Evan Spiegel a choisi Los Angeles dans la nuit du 16 au 17 septembre pour abattre sa carte maîtresse. Après avoir dévoilé l’armature de ses lunettes Specs en juin dernier, le dirigeant de Snap a détaillé la couche logicielle conçue pour transformer cette monture à 2 295 euros en ordinateur autonome. La proposition repose sur Specs Intelligence, une IA programmée pour devancer les besoins de son porteur au lieu d’attendre des instructions vocales passives. Snap officialise au passage une sortie en France dès cet automne, accessible via une réservation remboursable de 170 euros sur son site officiel.

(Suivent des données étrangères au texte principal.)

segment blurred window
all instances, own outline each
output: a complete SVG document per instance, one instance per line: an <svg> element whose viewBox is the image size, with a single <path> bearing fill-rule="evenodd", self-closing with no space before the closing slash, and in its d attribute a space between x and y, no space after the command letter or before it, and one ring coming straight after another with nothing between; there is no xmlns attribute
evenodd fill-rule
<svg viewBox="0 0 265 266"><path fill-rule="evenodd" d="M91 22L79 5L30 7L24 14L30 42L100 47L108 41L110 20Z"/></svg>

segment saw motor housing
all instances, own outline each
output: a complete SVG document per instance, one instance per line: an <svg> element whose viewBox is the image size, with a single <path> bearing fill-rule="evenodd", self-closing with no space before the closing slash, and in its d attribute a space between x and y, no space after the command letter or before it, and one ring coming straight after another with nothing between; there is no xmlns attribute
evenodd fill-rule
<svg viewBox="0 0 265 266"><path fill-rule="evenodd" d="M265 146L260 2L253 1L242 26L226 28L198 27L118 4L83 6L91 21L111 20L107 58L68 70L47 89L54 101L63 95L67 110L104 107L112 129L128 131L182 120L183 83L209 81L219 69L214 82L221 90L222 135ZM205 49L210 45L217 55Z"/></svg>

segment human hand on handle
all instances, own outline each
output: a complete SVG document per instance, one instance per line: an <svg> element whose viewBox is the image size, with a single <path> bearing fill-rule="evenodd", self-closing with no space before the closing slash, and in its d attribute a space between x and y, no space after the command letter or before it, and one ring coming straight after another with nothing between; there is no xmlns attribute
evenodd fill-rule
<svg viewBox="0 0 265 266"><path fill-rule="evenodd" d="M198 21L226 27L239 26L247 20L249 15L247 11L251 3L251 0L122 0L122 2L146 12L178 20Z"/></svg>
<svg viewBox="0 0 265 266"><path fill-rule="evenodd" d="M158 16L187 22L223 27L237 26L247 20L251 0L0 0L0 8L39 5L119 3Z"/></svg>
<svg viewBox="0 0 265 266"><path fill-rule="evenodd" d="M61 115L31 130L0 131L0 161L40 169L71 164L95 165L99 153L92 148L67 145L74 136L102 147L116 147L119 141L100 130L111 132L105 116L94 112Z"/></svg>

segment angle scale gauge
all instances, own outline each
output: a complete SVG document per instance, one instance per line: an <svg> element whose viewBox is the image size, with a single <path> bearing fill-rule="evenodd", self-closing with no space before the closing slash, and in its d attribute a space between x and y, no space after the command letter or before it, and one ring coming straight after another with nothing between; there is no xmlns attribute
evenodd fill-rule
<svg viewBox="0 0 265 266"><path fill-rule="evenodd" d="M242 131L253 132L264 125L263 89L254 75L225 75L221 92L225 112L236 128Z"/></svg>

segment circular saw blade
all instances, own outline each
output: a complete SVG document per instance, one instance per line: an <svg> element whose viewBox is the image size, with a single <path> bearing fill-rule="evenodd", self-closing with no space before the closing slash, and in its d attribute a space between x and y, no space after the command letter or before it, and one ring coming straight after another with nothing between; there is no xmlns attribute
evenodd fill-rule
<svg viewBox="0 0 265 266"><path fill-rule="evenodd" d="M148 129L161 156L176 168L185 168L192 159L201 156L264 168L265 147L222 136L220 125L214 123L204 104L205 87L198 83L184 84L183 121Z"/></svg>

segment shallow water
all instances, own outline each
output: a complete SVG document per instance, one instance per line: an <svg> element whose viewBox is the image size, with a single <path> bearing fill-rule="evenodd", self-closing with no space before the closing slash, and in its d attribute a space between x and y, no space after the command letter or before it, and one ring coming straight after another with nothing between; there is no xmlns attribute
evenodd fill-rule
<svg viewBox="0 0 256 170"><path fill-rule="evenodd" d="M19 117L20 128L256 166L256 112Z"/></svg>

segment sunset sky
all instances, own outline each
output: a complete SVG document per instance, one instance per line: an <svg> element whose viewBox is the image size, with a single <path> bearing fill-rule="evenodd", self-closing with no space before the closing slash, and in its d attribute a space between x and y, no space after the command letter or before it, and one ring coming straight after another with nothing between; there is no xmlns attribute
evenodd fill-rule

Snap prend le contre-pied des Ray-Ban Meta conçues comme des accessoires audio et vidéo à 329 euros, tout en rejetant le format scaphandre de l’Apple Vision Pro facturé 3 999 euros. La marque concentre 132 grammes de technologie dans deux montures de 47 et 52 millimètres. Le châssis embarque deux processeurs Qualcomm Snapdragon, des afficheurs à guides d’ondes offrant une diagonale de champ de vision de 51 degrés et une autonomie d’environ quatre heures. Le pilotage repose sur la détection spatiale des doigts par pincement ou par la commande vocale « Hey Specs ». La réalité des démonstrations a toutefois exposé quelques lenteurs techniques, comme ce temps d’attente d’une quinzaine de secondes pour charger une vidéo YouTube sur scène. Un voyant lumineux extérieur prévient l’entourage lors de chaque enregistrement afin d’éviter le rejet social rencontré par les Google Glass par le passé.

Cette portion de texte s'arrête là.